Le problème de Genève, pour Biden, est bien que cette contradiction est apparue nettement, sans être exprimée (c’est inutile), mais dans les simples accidents d’un rassemblement de cette importance. La question posée à Joe Biden par Kaitlan Collins de CNN est certainement la plus agressive, la plus implicitement critique qu’un journaliste ait posé à Biden depuis son élection. Et elle vient de CNN, soutien indéfectible de Biden ! De là, l’écart de Biden, qui montre que la vieille canaille, malgré toutes les débilités séniles du personnage, a senti la gravité symbolique de la chose.
(Voyez d’ailleurs, pour mesurer cette crainte du cercle autour de Biden qu’on lui reproche de céder à Poutine, la bagarre homérique du système de communication de la Maison-Blanche pour démentir qu’en hochant la tête en signe d’approbation lors d’une session photo avec le Russe, Biden ne répondait pas, surtout pas, à un journaliste qui lui demandait s’il faisait confiance à Poutine.)

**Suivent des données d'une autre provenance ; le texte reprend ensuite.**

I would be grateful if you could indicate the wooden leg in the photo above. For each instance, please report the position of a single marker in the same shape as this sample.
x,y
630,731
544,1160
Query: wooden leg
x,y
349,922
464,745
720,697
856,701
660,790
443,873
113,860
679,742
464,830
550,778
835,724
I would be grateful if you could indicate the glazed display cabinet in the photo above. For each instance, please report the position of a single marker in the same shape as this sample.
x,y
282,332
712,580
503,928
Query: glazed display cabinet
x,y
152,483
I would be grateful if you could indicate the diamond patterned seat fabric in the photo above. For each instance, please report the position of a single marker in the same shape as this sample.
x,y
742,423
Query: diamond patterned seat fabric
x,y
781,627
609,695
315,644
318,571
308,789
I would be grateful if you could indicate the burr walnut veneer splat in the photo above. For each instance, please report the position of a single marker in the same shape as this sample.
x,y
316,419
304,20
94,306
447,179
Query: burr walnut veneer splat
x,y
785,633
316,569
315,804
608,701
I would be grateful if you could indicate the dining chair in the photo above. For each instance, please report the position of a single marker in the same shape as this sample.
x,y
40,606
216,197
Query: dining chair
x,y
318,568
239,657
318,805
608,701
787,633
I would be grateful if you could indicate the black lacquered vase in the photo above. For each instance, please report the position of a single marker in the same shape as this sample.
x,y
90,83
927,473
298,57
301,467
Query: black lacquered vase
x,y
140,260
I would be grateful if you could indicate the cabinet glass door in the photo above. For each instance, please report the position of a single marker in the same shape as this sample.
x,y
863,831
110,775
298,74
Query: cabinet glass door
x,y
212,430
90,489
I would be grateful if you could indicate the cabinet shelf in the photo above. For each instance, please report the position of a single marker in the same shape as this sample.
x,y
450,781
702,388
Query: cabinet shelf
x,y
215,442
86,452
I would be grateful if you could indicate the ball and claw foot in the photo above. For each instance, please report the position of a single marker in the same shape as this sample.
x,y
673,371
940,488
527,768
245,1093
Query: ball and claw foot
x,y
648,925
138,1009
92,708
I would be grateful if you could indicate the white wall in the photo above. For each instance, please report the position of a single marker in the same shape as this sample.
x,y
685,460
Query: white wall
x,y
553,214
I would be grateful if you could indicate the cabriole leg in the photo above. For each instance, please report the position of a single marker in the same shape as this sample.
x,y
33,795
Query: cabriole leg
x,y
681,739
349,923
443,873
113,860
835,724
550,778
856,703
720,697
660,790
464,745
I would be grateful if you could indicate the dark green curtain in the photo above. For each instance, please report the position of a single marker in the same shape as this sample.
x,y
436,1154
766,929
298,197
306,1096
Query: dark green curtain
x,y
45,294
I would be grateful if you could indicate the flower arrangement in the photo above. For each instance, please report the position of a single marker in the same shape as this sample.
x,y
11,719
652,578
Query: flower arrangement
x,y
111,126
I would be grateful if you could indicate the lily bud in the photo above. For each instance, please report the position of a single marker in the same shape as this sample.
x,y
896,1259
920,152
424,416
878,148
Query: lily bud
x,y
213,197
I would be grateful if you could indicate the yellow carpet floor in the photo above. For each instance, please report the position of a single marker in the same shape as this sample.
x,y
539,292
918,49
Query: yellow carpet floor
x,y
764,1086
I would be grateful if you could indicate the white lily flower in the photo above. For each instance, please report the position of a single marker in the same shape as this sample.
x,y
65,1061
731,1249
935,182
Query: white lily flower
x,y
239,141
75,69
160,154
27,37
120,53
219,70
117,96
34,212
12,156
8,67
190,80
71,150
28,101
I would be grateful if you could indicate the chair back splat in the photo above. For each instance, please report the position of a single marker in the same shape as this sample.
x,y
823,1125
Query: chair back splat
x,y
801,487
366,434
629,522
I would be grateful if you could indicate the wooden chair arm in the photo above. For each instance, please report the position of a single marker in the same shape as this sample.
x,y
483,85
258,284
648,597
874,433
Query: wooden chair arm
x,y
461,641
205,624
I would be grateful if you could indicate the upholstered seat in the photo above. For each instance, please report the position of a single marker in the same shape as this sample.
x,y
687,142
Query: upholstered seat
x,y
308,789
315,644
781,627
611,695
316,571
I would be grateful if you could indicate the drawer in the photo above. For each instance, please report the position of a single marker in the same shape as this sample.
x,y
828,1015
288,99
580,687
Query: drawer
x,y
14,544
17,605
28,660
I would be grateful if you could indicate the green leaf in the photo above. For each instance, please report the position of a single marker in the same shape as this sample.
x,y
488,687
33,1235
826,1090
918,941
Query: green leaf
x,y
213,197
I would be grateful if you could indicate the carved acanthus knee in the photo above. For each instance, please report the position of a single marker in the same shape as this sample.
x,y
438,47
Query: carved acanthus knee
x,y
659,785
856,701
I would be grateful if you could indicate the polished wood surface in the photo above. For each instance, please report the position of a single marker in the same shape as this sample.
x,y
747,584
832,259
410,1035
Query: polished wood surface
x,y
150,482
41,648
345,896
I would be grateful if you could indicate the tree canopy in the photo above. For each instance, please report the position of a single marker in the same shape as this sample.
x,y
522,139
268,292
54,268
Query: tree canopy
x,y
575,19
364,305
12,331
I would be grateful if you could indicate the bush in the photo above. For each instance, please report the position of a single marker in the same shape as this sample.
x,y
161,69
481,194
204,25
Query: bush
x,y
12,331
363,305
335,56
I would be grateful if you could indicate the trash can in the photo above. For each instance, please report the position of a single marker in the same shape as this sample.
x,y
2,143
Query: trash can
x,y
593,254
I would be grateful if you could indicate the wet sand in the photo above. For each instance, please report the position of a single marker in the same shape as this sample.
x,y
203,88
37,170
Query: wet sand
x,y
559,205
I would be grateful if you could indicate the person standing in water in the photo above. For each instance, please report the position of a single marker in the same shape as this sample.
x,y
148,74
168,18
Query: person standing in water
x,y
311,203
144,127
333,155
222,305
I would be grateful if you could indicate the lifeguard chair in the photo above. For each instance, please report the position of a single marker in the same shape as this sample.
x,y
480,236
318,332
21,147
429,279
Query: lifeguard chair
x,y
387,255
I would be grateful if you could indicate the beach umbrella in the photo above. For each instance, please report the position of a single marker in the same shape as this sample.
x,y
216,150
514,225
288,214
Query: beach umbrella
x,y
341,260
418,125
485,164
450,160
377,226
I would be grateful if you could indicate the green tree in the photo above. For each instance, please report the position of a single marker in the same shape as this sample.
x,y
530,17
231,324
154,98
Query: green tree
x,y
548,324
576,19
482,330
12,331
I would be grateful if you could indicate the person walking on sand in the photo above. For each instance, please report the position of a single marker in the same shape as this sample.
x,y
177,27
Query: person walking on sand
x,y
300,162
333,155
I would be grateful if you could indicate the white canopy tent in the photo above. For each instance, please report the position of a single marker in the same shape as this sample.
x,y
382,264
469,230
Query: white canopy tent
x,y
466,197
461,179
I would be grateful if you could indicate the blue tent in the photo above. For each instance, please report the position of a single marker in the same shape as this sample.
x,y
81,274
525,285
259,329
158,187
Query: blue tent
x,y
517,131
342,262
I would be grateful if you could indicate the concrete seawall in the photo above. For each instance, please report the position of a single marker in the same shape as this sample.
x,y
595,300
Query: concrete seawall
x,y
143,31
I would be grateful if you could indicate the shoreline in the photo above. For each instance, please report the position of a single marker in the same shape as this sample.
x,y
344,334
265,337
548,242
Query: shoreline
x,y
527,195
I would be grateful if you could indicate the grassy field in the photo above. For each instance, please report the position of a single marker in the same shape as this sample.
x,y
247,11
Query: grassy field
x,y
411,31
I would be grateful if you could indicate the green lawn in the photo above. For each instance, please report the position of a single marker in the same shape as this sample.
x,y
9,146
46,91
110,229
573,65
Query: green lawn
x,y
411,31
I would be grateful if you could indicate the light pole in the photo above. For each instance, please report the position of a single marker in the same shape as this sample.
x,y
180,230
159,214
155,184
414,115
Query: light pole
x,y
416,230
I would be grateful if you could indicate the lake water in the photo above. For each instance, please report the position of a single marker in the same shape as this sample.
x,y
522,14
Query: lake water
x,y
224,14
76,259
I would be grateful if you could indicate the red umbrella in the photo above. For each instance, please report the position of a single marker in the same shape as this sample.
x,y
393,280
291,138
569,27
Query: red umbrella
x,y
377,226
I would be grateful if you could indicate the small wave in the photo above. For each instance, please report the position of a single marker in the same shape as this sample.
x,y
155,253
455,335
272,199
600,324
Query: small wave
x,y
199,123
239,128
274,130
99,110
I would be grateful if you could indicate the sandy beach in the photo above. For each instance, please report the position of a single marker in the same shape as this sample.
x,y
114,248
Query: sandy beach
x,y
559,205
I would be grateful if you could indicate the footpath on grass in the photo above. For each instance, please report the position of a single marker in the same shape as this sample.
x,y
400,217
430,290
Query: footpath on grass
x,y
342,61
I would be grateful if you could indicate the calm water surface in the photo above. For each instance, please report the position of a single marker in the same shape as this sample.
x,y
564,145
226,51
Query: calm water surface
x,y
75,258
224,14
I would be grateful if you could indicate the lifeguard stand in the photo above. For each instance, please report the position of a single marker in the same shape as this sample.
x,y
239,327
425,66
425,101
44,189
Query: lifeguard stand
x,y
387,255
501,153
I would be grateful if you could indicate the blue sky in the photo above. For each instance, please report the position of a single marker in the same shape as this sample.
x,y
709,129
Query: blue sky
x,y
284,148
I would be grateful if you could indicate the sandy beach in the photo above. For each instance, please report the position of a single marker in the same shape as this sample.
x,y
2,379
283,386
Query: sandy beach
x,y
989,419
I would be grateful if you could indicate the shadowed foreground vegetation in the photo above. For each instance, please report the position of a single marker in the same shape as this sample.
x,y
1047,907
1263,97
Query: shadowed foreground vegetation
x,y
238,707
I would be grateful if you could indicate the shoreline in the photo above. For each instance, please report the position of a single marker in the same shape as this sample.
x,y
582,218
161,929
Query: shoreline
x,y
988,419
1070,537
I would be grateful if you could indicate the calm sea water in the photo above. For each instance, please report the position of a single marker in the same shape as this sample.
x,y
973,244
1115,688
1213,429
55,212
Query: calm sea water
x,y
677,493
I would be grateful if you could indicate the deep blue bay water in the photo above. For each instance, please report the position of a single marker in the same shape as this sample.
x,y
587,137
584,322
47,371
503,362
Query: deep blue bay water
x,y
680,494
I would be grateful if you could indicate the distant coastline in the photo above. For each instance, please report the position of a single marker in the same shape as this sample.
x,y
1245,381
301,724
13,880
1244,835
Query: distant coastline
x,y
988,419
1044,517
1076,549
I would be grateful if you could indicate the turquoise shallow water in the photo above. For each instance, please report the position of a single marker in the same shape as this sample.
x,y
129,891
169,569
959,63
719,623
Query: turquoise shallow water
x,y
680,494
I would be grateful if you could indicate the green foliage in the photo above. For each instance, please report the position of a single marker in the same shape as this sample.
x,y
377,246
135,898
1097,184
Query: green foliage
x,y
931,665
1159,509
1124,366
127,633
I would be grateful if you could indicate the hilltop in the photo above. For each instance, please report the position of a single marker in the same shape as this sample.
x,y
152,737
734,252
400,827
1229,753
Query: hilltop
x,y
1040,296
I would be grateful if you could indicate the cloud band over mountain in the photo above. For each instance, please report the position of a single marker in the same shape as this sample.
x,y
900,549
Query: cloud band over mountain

Le problème supplémentaire est que cette contradiction en devenir gravissime s’installe dans un système “triomphant” lui-même gavé de faiblesses, du fait de sa radicalité, des oppositions sur tel ou tel point parmi ces groupes extrémistes, du fait de son réflexe catastrophique le portant à la radicalisation extrême en toutes occasions. Il est hors de question de régler cette situation par un appel à la mobilisation extérieure, selon le vieux truc américaniste, alors que l’on fait face à une situation où l’on se mésentend gravement sur l’objet de cette mobilisation-simulacre ? Une illustration de ce blocage extérieur par rapport à l’actuelle chaos intérieur, est bien que les meilleurs soutiens de Biden et de la communauté de sécurité nationale, on les trouverait plutôt chez les républicains et dans les droites classiques, qui haïssent par ailleurs et sont haïs par les groupes radicaux de l’extrême-gauche ? Tout s’entremêle, l’extérieur et l’intérieur, dans un nœud épouvantable, un nœud gordien de narrative irréconciliables et aussi impératives les unes que les autres.
Face à la Russie, c’est bien la faiblesse des USA, cette évolution dans des univers fictifs, cette incapacité à faire net et clair comme fait Poutine, quelles que soient les casseroles qu’on lui prête et les cadavres qu’on croit distinguer dans son placard. L’immense travers de l’Amérique, révélé ou plutôt confirmé à Genève, c’est qu’elle est toute entière acquise au Système, soumise à lui, emprisonnée par lui, et qu’elle subit donc tous ses spasmes et convulsions. La conséquence est certes qu’avant de s’entendre sur un ennemi à abattre, d’ici quelques décennies, elle aura bel et bien éclaté.
… Tandis que la Floride offre de prêter au Texas et à l’Arizona des policiers pour la protection des frontières que le centre fédéral abandonne, et que le gouverneur du Texas annonce qu’il a décidé de reprendre la mise en œuvre du Mur anti-migration lancé par Trump et liquidé par Biden dès son investiture, et passe immédiatement à l’acte.